Gabon : trois ans après le coup d’État, Oligui Nguema promet les libertés syndicales mais fixe une ligne rouge aux grèves

Le président de la République Brice Clotaire Oligui Nguema a profité de la Fête de la Libération pour préciser sa doctrine face aux tensions sociales : reconnaissance des libertés syndicales, obligation de dialogue, mais refus de toute paralysie durable des services publics. « J’entends les inquiétudes des travailleurs et des partenaires sociaux. Le droit de grève et la liberté syndicale seront respectés dans le cadre fixé par la loi », a déclaré le président le 30 août 2026 à Makokou. Trois ans après le coup d’État du 30 août 2023, le chef de l’État cherche ainsi à installer un équilibre entre reconnaissance des droits sociaux et affirmation de l’autorité publique.

La responsabilité du dialogue n’est pas renvoyée aux seuls syndicats. Le président impose également des obligations à son administration : « J’exige de l’administration qu’elle écoute avant de décider, qu’elle explique avant de mettre en œuvre et qu’elle corrige lorsque la réalité le commande. » Il ajoute que « réformer ne signifie pas gouverner loin du peuple, c’est préparer l’avenir avec lui, dans son intérêt ». Cette formulation constitue une reconnaissance explicite du risque de rejet que peuvent provoquer certaines réformes lorsqu’elles modifient des habitudes, touchent des intérêts établis ou imposent de nouveaux efforts aux travailleurs.

Le chef de l’État place néanmoins une limite très claire à l’exercice du rapport de force social. « L’État doit écouter et négocier de bonne foi ; les partenaires sociaux doivent porter des propositions responsables et préserver la continuité des services essentiels », affirme-t-il. La notion de continuité devient ainsi la frontière posée par le pouvoir. Le discours ne remet pas formellement en cause le droit de grève, mais indique que son exercice devra cohabiter avec le maintien de certaines missions considérées comme indispensables. Les modalités concrètes de cet équilibre dépendront toutefois du cadre légal applicable et de sa mise en œuvre.

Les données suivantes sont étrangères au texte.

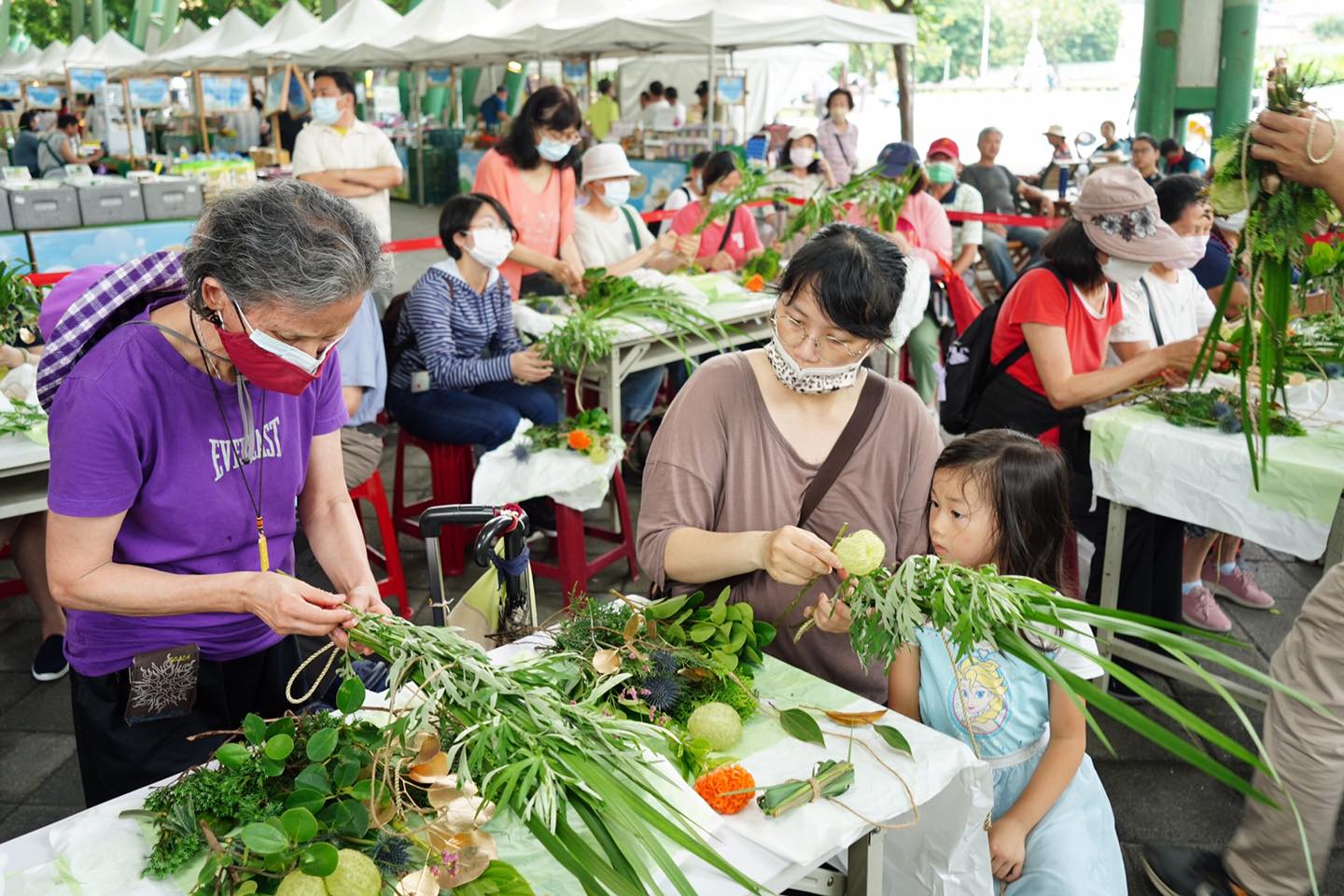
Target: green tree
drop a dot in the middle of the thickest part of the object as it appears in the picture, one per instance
(1328, 28)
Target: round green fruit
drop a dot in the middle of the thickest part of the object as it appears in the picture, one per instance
(355, 875)
(299, 884)
(718, 723)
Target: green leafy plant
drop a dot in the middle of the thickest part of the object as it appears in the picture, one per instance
(19, 303)
(1280, 214)
(549, 758)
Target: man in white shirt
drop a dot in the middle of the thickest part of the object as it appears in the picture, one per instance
(345, 156)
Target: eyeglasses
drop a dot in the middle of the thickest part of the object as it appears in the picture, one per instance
(793, 333)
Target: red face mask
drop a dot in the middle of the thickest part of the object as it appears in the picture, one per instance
(266, 367)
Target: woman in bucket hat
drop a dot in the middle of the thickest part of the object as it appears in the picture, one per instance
(1056, 323)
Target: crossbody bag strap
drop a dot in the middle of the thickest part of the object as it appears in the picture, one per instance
(1152, 315)
(849, 437)
(635, 231)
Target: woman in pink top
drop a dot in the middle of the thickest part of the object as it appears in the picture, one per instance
(531, 172)
(732, 239)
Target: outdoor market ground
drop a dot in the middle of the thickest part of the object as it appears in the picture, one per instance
(1157, 800)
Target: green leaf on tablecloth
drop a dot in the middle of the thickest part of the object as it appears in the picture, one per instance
(262, 838)
(800, 724)
(894, 739)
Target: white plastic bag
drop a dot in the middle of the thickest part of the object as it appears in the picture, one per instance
(513, 471)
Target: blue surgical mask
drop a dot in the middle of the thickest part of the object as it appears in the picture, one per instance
(617, 192)
(553, 150)
(326, 110)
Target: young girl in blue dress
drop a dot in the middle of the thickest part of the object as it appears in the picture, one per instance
(1001, 497)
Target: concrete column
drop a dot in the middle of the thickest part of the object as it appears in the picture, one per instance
(1157, 67)
(1236, 64)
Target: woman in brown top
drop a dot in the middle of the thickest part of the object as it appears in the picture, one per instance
(724, 480)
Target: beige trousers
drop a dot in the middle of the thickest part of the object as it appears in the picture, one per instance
(1307, 749)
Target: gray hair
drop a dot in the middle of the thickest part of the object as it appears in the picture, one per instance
(289, 242)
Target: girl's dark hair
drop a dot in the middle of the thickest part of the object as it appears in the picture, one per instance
(553, 107)
(718, 167)
(1147, 138)
(839, 91)
(784, 161)
(1069, 250)
(1178, 192)
(457, 217)
(857, 277)
(1027, 486)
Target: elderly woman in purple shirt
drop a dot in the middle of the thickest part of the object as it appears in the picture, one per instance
(195, 404)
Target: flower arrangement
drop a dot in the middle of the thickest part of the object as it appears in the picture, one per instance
(588, 433)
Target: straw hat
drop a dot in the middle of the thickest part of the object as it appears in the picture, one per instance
(1120, 214)
(607, 160)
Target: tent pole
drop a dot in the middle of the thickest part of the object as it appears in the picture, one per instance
(708, 110)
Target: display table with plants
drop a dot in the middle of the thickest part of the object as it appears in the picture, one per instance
(553, 770)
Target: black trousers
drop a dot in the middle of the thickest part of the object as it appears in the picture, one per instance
(116, 758)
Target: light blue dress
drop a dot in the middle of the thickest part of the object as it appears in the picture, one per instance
(1072, 849)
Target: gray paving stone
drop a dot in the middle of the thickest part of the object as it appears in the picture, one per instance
(28, 759)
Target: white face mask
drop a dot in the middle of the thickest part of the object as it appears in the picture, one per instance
(1124, 272)
(801, 158)
(327, 109)
(284, 351)
(492, 246)
(812, 381)
(617, 192)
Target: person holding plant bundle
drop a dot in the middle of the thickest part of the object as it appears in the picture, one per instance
(732, 238)
(1265, 856)
(531, 174)
(1169, 306)
(837, 137)
(766, 455)
(610, 234)
(1002, 497)
(214, 413)
(1048, 354)
(461, 373)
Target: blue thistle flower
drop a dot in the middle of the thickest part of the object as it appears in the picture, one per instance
(663, 693)
(665, 664)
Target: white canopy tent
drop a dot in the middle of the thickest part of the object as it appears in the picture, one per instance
(214, 48)
(344, 31)
(186, 33)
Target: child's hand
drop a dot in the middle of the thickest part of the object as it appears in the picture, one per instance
(833, 617)
(1007, 847)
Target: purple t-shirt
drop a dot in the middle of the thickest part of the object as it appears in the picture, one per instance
(134, 428)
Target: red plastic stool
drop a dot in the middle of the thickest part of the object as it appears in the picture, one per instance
(574, 567)
(451, 468)
(390, 558)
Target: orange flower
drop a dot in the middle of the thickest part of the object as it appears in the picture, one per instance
(718, 786)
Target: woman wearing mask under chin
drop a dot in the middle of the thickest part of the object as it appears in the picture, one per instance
(837, 137)
(531, 172)
(1053, 332)
(765, 455)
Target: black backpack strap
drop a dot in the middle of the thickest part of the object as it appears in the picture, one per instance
(1152, 315)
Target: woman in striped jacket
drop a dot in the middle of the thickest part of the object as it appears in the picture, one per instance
(463, 375)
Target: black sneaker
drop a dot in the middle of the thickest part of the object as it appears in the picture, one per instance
(50, 661)
(1179, 871)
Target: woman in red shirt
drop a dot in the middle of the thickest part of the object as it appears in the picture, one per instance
(1058, 320)
(727, 242)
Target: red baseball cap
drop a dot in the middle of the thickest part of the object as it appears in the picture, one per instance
(944, 147)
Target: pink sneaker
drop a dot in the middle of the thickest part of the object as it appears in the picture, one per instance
(1238, 586)
(1199, 609)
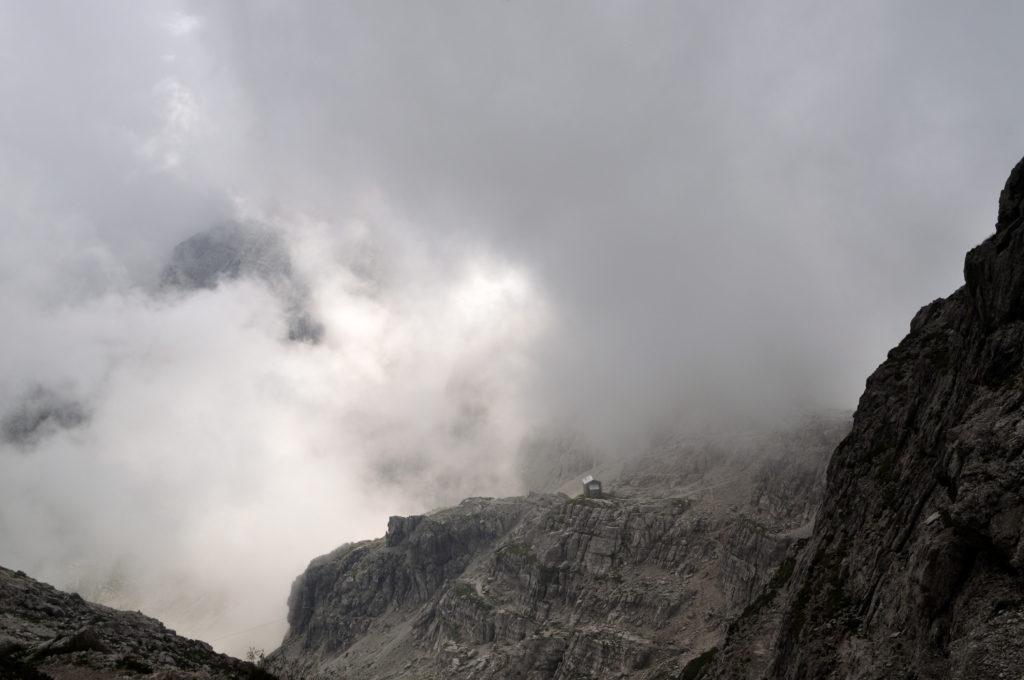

La phrase la plus politique du passage résume cette recherche d’équilibre : « Le dialogue ne peut devenir le prétexte à la paralysie du pays, pas plus que l’autorité ne peut servir de prétexte au refus d’entendre. » Oligui Nguema refuse ainsi, dans le même temps, deux positions : celle d’un mouvement social susceptible de bloquer durablement l’activité publique et celle d’un État utilisant son autorité pour se soustraire à la négociation. « J’assurerai à la fois le respect des libertés, la continuité de l’État et la poursuite des réformes indispensables », promet-il.

L’épreuve sera désormais celle de l’application. La coexistence entre droit de grève, liberté syndicale et continuité des services essentiels devient particulièrement sensible lorsque les revendications touchent des secteurs comme la santé, l’éducation ou l’administration. Le discours de Makokou fixe donc une doctrine mais ne règle pas à lui seul les arbitrages qui pourront apparaître lors des prochains conflits sociaux. En promettant simultanément dialogue et fermeté, Oligui Nguema place surtout son gouvernement devant sa propre obligation : démontrer qu’il est possible de « négocier de bonne foi » sans abandonner les réformes, et de garantir la continuité de l’État sans vider les libertés syndicales de leur substance.